Courses in aquiculture must be established to train technical workers and those institutions should embark upon the work which are advantageously located to undertake it, all factors being considered. It is also important to note that such work may follow either one of two distinct lines. There will be courses of a general character to train the routine worker, and those of advanced character to train the research worker. There is evident need in both directions in order to prepare men for general purposes and also to carry on research and direct the work of the former group. The general training will naturally be given in special undergraduate courses, whereas the special work must be provided in courses for graduate students.

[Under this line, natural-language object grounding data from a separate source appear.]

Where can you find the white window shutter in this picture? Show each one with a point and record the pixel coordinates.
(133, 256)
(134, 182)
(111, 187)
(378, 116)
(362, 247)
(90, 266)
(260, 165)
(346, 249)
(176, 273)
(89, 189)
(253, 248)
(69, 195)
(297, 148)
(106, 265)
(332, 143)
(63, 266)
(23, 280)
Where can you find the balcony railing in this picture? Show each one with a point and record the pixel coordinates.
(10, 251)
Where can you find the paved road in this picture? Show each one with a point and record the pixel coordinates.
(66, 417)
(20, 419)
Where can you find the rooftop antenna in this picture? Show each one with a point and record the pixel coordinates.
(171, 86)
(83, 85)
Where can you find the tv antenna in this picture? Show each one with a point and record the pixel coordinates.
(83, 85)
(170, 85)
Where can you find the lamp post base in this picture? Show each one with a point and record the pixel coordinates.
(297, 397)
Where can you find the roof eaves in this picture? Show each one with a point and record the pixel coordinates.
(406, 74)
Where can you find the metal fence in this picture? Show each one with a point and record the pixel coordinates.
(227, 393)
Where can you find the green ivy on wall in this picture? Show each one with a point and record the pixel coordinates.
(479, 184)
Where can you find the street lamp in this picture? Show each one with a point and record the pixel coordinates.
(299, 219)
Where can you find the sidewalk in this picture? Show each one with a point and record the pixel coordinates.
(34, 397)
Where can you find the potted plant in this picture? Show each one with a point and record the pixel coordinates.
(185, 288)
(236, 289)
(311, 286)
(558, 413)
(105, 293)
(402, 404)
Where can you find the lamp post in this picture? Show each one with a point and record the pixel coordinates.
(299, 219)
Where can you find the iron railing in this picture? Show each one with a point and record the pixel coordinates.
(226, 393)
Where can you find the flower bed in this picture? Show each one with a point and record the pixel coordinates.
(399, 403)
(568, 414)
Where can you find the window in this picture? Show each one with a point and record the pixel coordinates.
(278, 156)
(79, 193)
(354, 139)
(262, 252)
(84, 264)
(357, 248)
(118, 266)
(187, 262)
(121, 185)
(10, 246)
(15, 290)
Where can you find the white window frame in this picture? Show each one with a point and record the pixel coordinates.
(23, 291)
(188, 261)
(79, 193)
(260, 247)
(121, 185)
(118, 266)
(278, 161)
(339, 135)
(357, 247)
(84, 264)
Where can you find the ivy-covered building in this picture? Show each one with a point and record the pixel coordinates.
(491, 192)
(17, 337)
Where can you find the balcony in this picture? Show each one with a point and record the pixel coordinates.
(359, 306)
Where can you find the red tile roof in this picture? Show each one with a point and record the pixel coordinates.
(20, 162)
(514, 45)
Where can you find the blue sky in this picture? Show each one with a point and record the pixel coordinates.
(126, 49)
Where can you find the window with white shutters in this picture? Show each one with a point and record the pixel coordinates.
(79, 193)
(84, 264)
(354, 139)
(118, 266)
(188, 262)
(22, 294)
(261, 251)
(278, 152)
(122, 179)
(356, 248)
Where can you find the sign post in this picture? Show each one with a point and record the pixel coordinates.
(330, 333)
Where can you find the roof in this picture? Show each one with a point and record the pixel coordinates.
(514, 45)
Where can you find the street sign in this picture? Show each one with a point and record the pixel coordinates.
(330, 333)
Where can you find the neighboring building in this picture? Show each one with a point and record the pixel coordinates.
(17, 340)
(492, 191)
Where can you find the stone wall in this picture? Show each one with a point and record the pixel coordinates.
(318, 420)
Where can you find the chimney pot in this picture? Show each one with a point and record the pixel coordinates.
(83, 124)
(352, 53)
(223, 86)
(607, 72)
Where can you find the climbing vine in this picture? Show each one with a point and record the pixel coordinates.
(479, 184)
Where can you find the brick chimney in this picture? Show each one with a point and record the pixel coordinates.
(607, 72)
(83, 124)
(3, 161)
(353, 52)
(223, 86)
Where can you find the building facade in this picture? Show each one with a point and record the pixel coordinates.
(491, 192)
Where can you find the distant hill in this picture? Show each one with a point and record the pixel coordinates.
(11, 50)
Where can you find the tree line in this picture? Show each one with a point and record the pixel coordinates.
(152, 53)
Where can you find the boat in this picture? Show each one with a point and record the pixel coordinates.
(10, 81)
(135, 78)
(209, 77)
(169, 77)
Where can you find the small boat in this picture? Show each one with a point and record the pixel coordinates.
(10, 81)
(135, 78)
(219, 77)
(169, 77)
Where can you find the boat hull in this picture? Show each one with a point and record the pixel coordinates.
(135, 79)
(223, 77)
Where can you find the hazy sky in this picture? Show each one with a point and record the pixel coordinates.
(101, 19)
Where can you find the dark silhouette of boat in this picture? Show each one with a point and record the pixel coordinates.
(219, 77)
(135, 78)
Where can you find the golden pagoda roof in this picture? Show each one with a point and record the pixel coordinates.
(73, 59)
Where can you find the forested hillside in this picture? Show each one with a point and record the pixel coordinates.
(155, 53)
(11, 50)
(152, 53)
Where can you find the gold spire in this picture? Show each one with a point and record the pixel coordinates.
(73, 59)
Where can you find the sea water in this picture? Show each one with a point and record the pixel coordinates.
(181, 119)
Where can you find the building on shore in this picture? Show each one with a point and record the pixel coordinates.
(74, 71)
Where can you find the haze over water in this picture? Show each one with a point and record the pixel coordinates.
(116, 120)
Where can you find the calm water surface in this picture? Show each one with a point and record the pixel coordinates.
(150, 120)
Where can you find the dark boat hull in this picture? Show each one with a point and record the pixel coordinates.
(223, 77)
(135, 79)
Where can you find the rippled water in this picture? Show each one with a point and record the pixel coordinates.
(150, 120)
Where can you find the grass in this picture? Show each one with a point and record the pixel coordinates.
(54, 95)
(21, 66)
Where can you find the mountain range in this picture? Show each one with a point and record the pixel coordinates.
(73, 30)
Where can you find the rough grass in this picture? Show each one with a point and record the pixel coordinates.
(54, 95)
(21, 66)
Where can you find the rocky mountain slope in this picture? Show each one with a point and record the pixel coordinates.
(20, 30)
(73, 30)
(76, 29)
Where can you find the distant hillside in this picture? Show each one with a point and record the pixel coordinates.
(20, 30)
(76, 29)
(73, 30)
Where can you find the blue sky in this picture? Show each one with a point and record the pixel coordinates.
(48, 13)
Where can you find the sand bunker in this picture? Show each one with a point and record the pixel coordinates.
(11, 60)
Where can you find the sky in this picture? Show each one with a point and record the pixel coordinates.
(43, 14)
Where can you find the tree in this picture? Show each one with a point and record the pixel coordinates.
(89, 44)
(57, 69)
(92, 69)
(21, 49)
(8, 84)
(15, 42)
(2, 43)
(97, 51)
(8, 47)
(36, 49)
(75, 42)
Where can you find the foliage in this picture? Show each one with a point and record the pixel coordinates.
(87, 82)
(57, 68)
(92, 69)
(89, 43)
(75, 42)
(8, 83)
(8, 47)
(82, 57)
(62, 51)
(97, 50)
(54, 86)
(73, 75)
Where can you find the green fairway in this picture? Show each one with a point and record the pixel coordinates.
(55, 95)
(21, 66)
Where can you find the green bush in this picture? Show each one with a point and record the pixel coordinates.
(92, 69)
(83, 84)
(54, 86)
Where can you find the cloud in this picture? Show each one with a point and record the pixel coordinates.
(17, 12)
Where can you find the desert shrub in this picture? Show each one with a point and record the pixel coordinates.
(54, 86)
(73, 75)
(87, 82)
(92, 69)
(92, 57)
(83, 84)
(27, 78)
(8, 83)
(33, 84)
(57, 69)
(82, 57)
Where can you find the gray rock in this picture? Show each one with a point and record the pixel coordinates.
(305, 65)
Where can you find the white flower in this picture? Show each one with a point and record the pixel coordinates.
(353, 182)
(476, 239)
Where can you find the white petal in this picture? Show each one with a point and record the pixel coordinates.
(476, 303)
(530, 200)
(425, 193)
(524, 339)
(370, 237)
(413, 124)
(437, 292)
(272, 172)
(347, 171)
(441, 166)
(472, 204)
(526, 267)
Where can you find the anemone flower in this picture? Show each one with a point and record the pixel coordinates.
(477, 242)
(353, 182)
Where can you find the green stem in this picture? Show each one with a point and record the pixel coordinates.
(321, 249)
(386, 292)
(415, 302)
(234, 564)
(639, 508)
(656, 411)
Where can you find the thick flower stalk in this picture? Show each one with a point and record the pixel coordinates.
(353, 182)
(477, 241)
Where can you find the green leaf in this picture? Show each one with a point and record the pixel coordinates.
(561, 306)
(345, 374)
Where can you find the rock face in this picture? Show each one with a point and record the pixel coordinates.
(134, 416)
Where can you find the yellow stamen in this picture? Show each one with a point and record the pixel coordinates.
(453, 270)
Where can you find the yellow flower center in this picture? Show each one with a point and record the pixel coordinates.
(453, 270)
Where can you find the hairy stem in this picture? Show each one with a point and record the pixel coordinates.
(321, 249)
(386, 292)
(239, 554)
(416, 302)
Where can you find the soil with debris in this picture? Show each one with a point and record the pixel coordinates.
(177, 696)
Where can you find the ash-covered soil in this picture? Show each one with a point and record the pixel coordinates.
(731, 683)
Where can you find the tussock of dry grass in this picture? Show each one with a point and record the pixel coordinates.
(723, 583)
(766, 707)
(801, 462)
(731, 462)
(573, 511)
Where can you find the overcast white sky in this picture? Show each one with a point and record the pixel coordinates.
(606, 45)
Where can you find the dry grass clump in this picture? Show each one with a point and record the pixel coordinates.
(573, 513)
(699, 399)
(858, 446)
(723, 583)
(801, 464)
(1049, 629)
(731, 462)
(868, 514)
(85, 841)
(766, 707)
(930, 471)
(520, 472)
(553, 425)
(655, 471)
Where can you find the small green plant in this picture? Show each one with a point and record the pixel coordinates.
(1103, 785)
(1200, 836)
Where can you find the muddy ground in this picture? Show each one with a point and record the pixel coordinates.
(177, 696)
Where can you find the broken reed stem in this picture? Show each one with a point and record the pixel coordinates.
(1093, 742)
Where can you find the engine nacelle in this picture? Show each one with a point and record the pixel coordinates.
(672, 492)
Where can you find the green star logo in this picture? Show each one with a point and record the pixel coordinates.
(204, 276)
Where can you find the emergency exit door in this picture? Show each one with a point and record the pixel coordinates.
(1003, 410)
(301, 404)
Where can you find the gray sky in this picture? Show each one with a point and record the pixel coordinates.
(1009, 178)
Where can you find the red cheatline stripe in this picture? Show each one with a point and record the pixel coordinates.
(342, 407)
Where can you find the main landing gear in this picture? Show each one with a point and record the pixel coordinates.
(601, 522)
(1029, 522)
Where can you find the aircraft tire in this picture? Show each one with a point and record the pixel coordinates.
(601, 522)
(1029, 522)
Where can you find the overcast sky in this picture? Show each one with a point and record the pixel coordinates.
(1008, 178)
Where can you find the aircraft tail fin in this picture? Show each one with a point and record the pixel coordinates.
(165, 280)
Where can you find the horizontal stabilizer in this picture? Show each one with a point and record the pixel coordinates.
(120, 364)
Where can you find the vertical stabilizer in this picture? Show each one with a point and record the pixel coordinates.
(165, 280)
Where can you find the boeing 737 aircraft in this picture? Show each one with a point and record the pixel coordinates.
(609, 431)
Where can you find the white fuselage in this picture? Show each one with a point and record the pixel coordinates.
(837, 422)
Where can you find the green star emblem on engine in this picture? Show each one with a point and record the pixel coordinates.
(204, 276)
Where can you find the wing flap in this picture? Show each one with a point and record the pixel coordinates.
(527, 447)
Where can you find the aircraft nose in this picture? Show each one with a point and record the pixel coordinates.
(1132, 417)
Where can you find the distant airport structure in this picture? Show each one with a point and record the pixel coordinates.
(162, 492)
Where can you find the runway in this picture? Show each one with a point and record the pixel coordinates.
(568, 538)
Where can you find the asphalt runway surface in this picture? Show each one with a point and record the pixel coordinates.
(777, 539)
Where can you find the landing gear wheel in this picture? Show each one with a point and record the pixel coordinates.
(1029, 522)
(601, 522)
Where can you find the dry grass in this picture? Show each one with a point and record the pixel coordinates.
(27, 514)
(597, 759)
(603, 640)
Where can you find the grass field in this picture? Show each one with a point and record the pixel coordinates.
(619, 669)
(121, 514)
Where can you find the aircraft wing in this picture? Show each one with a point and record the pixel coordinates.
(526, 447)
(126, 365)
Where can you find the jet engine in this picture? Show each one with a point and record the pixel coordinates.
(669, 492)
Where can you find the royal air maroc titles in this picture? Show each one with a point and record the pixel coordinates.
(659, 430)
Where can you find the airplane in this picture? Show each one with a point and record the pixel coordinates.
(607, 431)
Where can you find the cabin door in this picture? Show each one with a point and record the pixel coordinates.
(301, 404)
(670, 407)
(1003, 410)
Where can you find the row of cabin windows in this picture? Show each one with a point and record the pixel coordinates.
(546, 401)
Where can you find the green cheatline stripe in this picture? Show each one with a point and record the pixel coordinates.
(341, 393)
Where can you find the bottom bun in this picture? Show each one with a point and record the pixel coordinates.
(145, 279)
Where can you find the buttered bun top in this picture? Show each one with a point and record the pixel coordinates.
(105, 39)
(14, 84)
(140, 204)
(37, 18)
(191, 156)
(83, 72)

I should like to emphasize here the necessity of having the specific cooperation of the Bureau of Fisheries in order to make this work successful in either phase. A certain amount of technical practise is inseparable from

proper training in this field. It already exists under the control of the bureau, and the proper type of organization will bring these two things together so that the student getting training along theoretical and laboratory lines will be able to secure practical work under the Bureau of Fisheries. This practical training might well be given during the summer months. There are opportunities for this practise in connection with the operation of egg taking and other work of the fish hatchery and with the problems of fish foods to be worked out in the new laboratory of the bureau. There are opportunities of this sort at many points already controlled by the bureau, which might be very appropriately utilized for training men registered in these special courses. The bureau already provides in part for taking in college students, associating them with this work and giving them manual training in those processes essential for work in practical fisheries problems.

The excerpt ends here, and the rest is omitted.